Jakarta-based Trimegah Securities said it expected the index to continue weakening, with today's trading seen in the range of 4,500-4,563.
BNI Securities said it expected pressure to linger from China share markets after Shanghai stocks fell more than seven per cent and triggered a stock market circuit breaker on yesterday.
“With lack of fresh sentiment in the market, it will be hard to keep the index from falling,” it said in a report.
Indonesia was on track for a weekly drop of 1.5 per cent, its first in four weeks, in line with other Southeast Asian stock markets.

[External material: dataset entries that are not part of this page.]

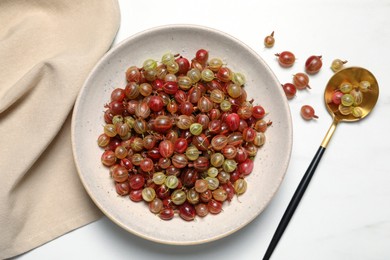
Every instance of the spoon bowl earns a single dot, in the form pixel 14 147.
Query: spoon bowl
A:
pixel 353 75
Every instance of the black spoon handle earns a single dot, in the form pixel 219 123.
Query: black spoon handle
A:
pixel 294 202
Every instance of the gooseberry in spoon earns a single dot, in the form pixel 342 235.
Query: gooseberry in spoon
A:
pixel 355 75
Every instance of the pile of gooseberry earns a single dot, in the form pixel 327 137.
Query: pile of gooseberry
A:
pixel 181 135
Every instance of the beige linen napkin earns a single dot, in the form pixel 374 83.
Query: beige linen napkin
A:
pixel 47 49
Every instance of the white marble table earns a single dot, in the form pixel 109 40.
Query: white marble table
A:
pixel 345 213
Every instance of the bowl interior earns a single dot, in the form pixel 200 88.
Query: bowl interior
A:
pixel 271 161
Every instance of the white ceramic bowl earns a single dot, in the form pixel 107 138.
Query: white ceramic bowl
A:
pixel 270 164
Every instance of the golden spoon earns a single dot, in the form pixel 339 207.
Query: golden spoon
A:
pixel 355 76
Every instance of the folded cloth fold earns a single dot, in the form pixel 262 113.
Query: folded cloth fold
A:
pixel 47 49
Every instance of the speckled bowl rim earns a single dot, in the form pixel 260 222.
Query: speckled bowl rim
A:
pixel 283 154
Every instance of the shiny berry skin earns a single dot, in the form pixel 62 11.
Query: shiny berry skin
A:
pixel 290 90
pixel 286 58
pixel 233 121
pixel 156 103
pixel 313 64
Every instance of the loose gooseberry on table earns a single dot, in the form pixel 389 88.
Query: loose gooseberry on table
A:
pixel 307 112
pixel 313 64
pixel 181 135
pixel 290 90
pixel 286 58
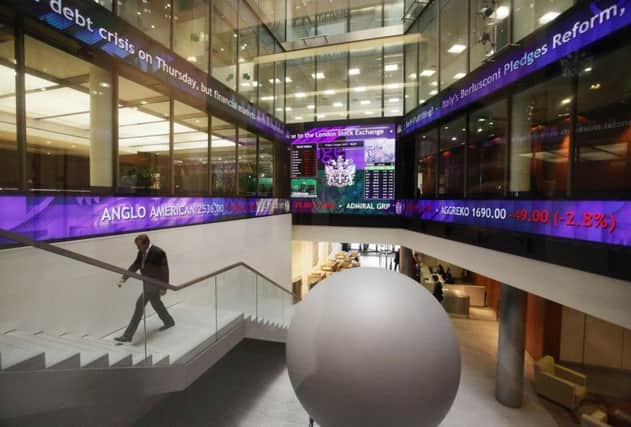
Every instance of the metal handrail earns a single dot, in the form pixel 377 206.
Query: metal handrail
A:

Singapore was up 0.7 per cent and Thailand was up 0.9 per cent, both on course for a weekly drop of more than four per cent. The Philippines was down 0.5 per cent, poised for a weekly decline of more than five per cent.
Malaysia was up 0.2 per cent, recouping early losses
while Vietnam was down 0.7 per cent, both set to fall more than two per cent on the week.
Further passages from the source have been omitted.